Wer sich hingegen künftig mit Machtkonstellationen im Werk Bernhards auseinandersetzen möchte, findet in dem Aufsatz von Stefan Krammer einen weiteren wichtigen Beitrag, der die Zusammenhänge von Machtstrukturen und rhetorischem Potenzial untersucht. Diese Auseinandersetzung mit dem Thema ist zwar nur auf das dramatische Werk des Autors gerichtet, aber dennoch äußerst aufschlussreich. Krammers konzise Aufbereitung der Sprechkonstellationen in „Der Theatermacher“ verdeutlicht die Oszillation zwischen den Extremen, was bei Thomas Bernhard in allen Bereichen seiner Literatur funktioniert. Dass insbesondere das Dramenwerk im Fokus dieser Untersuchungen steht, ist auch aus dem Grund zu begrüßen, da dieses sonst nach wie vor weniger Forschungsreflexion als die Prosa erfährt.

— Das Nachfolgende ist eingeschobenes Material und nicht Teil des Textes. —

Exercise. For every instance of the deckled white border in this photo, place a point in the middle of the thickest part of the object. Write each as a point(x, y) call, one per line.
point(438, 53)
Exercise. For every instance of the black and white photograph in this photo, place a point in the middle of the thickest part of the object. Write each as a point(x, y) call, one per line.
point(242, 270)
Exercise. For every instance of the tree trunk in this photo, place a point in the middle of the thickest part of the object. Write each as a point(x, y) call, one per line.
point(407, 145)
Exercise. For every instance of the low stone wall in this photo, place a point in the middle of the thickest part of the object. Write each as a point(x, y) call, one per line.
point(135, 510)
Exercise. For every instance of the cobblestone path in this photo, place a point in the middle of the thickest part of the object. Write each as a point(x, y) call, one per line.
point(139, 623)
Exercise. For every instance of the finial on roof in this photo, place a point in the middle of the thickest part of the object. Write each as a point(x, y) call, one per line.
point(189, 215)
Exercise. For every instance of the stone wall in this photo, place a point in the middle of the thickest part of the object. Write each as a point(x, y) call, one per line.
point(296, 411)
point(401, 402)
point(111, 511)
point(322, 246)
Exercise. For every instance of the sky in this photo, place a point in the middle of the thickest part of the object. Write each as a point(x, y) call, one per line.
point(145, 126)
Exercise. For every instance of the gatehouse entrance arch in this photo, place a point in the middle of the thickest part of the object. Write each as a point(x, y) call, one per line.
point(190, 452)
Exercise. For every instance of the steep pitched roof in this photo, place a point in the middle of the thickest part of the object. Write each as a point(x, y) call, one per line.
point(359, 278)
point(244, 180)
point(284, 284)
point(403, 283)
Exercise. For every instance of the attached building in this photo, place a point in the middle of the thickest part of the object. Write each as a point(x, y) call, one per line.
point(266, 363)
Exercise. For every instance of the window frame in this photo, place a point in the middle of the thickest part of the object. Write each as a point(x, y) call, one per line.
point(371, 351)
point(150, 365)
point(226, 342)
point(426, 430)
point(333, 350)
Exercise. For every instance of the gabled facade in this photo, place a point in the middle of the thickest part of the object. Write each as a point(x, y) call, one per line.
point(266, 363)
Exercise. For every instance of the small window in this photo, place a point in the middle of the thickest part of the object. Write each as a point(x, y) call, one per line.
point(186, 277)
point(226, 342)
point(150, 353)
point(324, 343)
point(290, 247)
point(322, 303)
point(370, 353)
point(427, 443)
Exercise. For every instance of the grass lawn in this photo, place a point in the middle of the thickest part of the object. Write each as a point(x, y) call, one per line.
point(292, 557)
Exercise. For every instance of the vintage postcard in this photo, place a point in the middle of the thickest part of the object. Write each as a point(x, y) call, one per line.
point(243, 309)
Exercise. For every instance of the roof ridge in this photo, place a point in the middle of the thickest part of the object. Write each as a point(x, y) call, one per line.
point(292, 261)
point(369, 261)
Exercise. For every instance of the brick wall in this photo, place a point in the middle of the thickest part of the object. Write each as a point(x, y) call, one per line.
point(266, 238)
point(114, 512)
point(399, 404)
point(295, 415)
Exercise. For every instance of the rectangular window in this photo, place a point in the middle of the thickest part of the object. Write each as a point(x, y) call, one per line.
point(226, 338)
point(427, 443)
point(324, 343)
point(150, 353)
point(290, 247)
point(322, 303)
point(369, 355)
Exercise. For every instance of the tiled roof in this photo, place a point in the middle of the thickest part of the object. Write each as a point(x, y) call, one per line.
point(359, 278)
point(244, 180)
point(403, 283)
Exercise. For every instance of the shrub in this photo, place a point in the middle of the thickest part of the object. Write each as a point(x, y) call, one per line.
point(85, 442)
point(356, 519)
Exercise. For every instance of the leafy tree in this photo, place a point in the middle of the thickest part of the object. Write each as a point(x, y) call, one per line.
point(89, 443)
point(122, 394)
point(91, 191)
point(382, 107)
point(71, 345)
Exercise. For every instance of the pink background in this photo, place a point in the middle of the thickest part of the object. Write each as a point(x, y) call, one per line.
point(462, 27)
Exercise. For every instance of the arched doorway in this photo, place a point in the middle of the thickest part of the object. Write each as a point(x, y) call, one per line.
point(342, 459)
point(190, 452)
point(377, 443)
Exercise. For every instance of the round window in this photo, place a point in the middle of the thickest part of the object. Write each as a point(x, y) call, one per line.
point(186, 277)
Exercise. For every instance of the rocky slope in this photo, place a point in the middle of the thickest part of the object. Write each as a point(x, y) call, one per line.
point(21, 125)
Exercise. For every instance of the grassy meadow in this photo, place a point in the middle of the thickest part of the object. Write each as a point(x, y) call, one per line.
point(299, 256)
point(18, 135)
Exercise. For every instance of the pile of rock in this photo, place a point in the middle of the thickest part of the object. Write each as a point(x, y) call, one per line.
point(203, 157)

Ein wenig prosaisch erscheint dagegen der Schlusstext des überdies zu Bernhard promovierten Schriftstellers Andreas Maier, der geraume Zeit mit Bernhard verglichen wurde und sich somit gewissermaßen in dessen Ruhm sonnen konnte. Nun aber entblößt er die eigentliche Sprachkunst dieses Dichters als strategische und somit höchst fragwürdige Schreibe, sieht in Bernhards Kunst ein unausgereiftes „Hybridstadium“, das einem nach der Lektüre das Gefühl eines Katers am Morgen nach durchzechter Nacht gebe. Diese sehr persönliche Abrechnung mit Thomas Bernhard passt so gar nicht in das sonst sehr homogene Konzept dieses Konferenzbandes, der sonst erstklassige Forschungsberichte liefert. Man fragt sich, was Maier uns mit diesem Text sagen wollte. Dass es eine Zeit gab, als er Thomas Bernhard gemocht habe. Wozu ist es notwendig, das zu erfahren? Er wolle Bernhard keinen Vorwurf machen und tut es dennoch. Soll dieser Text gar ein satirisches Exempel für bernhardeskes Schreiben darstellen? Seine Diagnose des name dropping im Werk des Österreichers ist mit Sicherheit kein Novum und entspricht schon länger dem aktuellen Forschungsstand. Darin eine Provokation erblicken zu wollen, und es deshalb an dieser Stelle als Argument gegen Bernhard einzuführen, ist schier lächerlich. Was Maiers Motiv ist, bleibt dem Leser verborgen. Und das nagt dann doch ein wenig an dem sonst so substanzreichen Band. Der Leser wird ein wenig ratlos entlassen und gewinnt das Gefühl, irgendetwas verpasst und überlesen zu haben. Vielleicht ist das aber gerade die Absicht der Herausgeber, ganz in der Tradition ihres Forschungsgegenstandes Thomas Bernhard, der für seine Textschlüsse berühmt ist. Man könnte hier den Schlusssatz aus Bernhards letztverfasstem Roman „Alte Meister“ anführen und auf Maiers Text anwenden: „Die Vorstellung war entsetzlich.“
Zu guter Letzt bleibt festzuhalten: Selten gab es einen so verdichteten Tagungsband, der trotzdem eine gewisse Bandbreite an Bernhards Werk abzubilden imstande ist. Was diesem Band jedoch unzweifelhaft fehlt, ist die Stimme aus dem Bernhard-Archiv, ohne die freilich kein solches Projekt auskommen sollte. Ferner wäre auch die Integration neuer Stimmen aus der Wissenschaft nicht abträglich gewesen, etwa dergestalt wie es die Thomas Bernhard-Jahrbücher seit ihrer Gründung vor zehn Jahren praktizieren.
Zusammenfassend lässt sich sagen, dass hier ein thematisch längst überfälliger Band entstanden ist, der das sprachliche Geflecht und die rhetorische Performanz in Bernhards Texten eingehend untersucht und facettenreich beschreibt. Für eine weitere Beschäftigung mit Thomas Bernhards Werk ist diese Sammlung von Tagungsbeiträgen eine unerlässliche Bestandsaufnahme, die hoffentlich in der Forschung eine starke Verbreitung finden wird.